You are viewing a plain text version of this content. The canonical link for it is here.
Posted to derby-dev@db.apache.org by Jack Klebanoff <kl...@sbcglobal.net> on 2005/03/02 01:13:03 UTC

Re: [PATCH] BackingStoreHashtable

Mike Matrigali wrote:

> Any idea if many more queries will now spill to disk?  I am worried that
> many more will, and now queries will run slower.  Seems like there 
> should be a better connection between the optimizer estimate to use
> in memory hash and what actually is done in memory.  As I understand it
> now the Optimizer costs hash only as in memory, if it's estimates say
> it won't fit into memory it chooses a different plan.  I assume the 
> other plan is more efficient than a hash plan which may have to go to 
> disk for every probe (even if pages are cached going to latched pages
> on every probe is a lot more expensive than in memory hash).
>
> My guess is no one did the work to set max_inmemory_rowcnt, because the
> backing store stuff wasn't implemented yet.
>
> I have not read the code yet.  Is the 1% of all memory, or 1% of free 
> memory?

It is 1% of Runtime.getRuntime().totalMemory().

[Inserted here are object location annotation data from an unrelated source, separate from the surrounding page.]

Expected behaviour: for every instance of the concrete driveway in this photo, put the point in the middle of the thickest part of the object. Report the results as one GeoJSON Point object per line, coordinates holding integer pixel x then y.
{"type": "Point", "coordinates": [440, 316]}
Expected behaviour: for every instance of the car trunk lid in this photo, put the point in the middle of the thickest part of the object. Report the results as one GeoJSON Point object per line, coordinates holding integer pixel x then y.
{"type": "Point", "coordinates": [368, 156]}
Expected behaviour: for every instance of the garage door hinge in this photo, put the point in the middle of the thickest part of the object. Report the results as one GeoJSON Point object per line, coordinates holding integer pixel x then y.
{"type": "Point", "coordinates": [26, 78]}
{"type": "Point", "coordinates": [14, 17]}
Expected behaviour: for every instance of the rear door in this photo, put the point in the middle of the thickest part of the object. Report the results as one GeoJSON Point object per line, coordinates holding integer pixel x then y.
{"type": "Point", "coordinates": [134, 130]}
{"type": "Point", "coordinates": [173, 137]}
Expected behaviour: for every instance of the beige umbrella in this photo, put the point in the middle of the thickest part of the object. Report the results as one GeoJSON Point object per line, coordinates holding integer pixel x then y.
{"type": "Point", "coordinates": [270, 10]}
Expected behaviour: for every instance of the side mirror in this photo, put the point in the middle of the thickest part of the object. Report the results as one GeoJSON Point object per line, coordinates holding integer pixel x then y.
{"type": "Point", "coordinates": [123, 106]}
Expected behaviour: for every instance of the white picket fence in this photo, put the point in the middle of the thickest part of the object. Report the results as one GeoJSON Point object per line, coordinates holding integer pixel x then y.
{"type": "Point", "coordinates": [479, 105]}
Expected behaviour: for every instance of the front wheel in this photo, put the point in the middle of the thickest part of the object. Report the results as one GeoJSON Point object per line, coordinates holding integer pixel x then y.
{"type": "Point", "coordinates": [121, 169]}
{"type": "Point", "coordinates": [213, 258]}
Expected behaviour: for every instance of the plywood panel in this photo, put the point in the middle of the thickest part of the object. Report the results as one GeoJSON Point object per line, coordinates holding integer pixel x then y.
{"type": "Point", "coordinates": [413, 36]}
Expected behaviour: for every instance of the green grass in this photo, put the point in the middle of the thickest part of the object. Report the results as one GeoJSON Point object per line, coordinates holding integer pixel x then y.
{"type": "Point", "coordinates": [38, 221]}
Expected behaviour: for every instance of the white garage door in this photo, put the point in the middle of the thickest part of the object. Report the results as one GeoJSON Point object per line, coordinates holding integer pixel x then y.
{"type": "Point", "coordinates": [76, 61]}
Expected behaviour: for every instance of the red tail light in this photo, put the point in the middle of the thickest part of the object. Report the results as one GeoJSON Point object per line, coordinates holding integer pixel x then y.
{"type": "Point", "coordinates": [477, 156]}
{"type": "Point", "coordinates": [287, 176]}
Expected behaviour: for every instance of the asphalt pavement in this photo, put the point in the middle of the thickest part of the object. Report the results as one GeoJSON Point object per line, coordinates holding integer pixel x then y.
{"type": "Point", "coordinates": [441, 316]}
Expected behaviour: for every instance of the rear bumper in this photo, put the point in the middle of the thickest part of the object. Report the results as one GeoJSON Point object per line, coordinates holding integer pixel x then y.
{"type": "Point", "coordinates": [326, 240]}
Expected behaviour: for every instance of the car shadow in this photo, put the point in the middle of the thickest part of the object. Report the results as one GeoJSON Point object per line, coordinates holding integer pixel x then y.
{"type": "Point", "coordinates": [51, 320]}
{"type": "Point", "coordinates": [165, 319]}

Changing the costing is difficult. The FromBaseTable.estimateCost method 
uses the JoinStrategy|.|multiplyBaseCostByOuterRows method to compute 
the cost of the join as either the cost of constructing the inner table 
or the number of rows in the outer table times the cost of constructing 
the inner table. HashJoinStrategy|.|multiplyBaseCostByOuterRows returns 
false, so the cost of a hash join is estimated as the cost of 
constructing the hash table, and independent of the number of rows in 
the outer table. This is a reasonable approximation if the hash table is 
in memory, the outer table is not enormous, and the hash function does a 
good job.

If some of the hash table is on disk then neither join cost estimate 
method is very good. Then cost of a hash join is approximately 
hashtableBuildCost + outerTableRowCount*hashProbeCost, where 
hashProbeCost is the expected cost of one probe into the hash table. 
This will be a function of the fraction of inner table rows on disk, and 
the number of rows on disk.

The JoinStrategy interface has a method, estimateCost, that looks like 
it could be made to do the trick, but for some reason 
FromBaseTable.estimateCost does not use it.

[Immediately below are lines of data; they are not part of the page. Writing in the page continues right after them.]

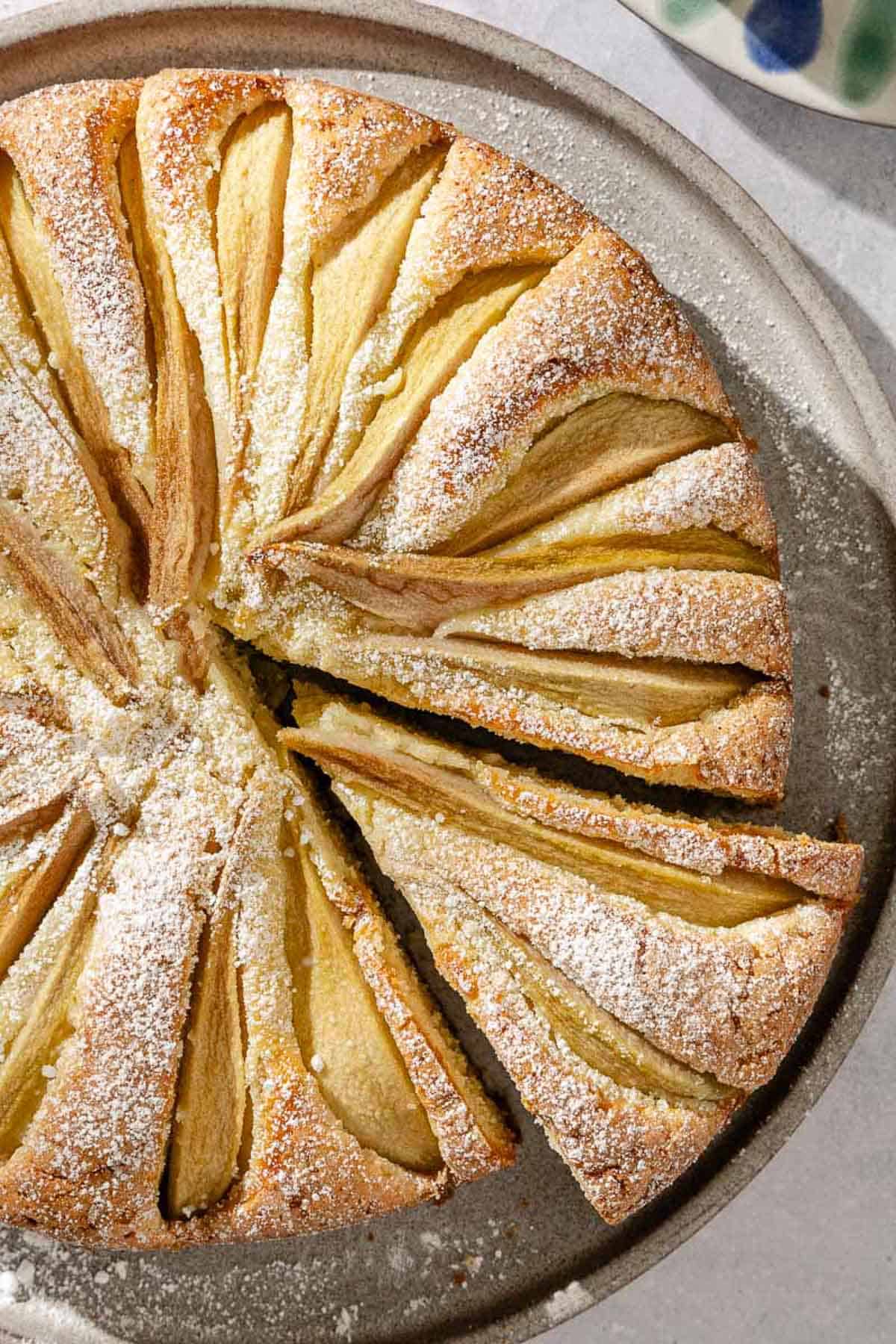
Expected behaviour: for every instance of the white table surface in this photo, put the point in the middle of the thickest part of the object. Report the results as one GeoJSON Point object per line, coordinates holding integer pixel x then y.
{"type": "Point", "coordinates": [805, 1254]}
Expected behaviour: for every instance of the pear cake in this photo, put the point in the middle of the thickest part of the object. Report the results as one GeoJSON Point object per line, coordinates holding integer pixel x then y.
{"type": "Point", "coordinates": [290, 369]}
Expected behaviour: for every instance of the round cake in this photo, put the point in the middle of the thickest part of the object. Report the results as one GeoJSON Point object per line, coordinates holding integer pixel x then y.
{"type": "Point", "coordinates": [293, 376]}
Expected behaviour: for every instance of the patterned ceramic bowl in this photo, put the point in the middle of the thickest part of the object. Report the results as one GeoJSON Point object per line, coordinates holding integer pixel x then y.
{"type": "Point", "coordinates": [839, 55]}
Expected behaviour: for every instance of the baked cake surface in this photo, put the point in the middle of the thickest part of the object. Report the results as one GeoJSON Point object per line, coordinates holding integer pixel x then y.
{"type": "Point", "coordinates": [284, 362]}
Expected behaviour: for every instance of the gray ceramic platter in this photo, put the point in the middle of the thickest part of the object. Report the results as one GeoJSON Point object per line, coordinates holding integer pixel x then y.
{"type": "Point", "coordinates": [514, 1254]}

The estimate of the inner table row count is used to estimate the size 
of the hash table. If it is large we do not use a hash join at all. If 
we try to include the disk access cost in our hash join cost estimate we 
have to use the inner table row count estimate to estimate the fraction 
of rows on disk. But if the inner table passes the maximum size test 
this fraction is zero if the row count estimate is correct, or very 
small if we assume some statistical variation. It doesn't make sense to 
include the disk hash table probe cost in the join cost estimate unless 
we also ditch the maximum size restriction on hash joins. This might be 
a good idea, but I would like to fix BackingStoreHashtable so that 
neither hash joins, nor DISTINCT, nor scroll insensitive cursors blow up 
before tackling join costing.

I think that the right thing to do is for HashJoinStrategy to pass the 
correct maximum in-memory row count to BackingStoreHashtable so that the 
two are following the same playbook with respect to spilling. I will 
work on this.

Jack

Re: [PATCH] BackingStoreHashtable

Posted by Jack Klebanoff <kl...@sbcglobal.net>.
Mike Matrigali wrote:

> Thanks for the reply, I'll work with you to get this committed.  I will
> wait on the change you are working on. I think that is the best short
> term solution, as you point out there is more work later on to improve
> the work you have done. I would appreciate it if at least one other 
> person with experience on the language side take a look at this also.
>
> It has been awhile since I looked at jvm memory stuff, but it use to be
> a problem that totalMemory() would return the memory that the jvm
> currently has, not the amount of memory that it is allowed to have.  So
> if you called it after just starting it might return a very small 
> number, say 1 meg, even if the jvm was started and told to grow to a max
> of 100 meg.  Worse was that the behavior was not consistent across 
> JVM/OS combinations.
>
> This memory issue is a real problem as there are a number of things
> that derby could do faster if it knew it could do the whole thing in
> memory, but once you run out of memory it is hard to recover without
> failing the current operation (and quite possibly other derby threads 
> and in a server environment other non derby threads).
>
> At one point sun was proposing some jvm interfaces so one could tell if
> you were getting "close" to running out of memory - so that applications
> could take action before errors happened.  If such a thing existed then
> something like BackingStoreHashTable could grow in memory more 
> aggressively and then if it noticed the impending problem it could spill
> everything to disk, and free up it's current usage.
>
I have modified my patch so that the optimizer and BackingStoreHashtable 
use the same decision about when a hash table will spill to disk. The 
optimizer calls the JoinStrategy.maxCapacity method to find the maximum 
number of rows that the JoinStrategy can handle in a given number of 
bytes. It rejects the strategy if the estimated row count is larger. 
(Currently the optimizer limits each join to 1M of memory). The 
HashJoinStrategy.maxCapacity method divides the maximum byte count by 
the sum of the size of one row plus the size of a Hashtable entry. The 
NestedLoopJoinStrategy.maxCapacity method always returns 
Interer.MAX_VALUE. The HashJoinStrategy.getScanArgs method passes the 
maximum capacity to the ResultSetFactory.|getHashScanResultSet method, 
so that the actual BackingStoreHashtable will spill to disk when the 
optimizer thought that it would. This means that hash joins will not 
spill to disk unless the inner table has more rows than the optimizer 
estimated.

I also changed the DiskHashtable implementation to pass its 
keepAfterCommit parameter on to the 
TransactionController.openConglomerate method. Previously DiskHashtable 
only used keepAfterCommit to construct the temporaryFlag argument of 
||TransactionController.createConglomerate and always passed "false" as 
the hold argument of ||TransactionController.openConglomerate.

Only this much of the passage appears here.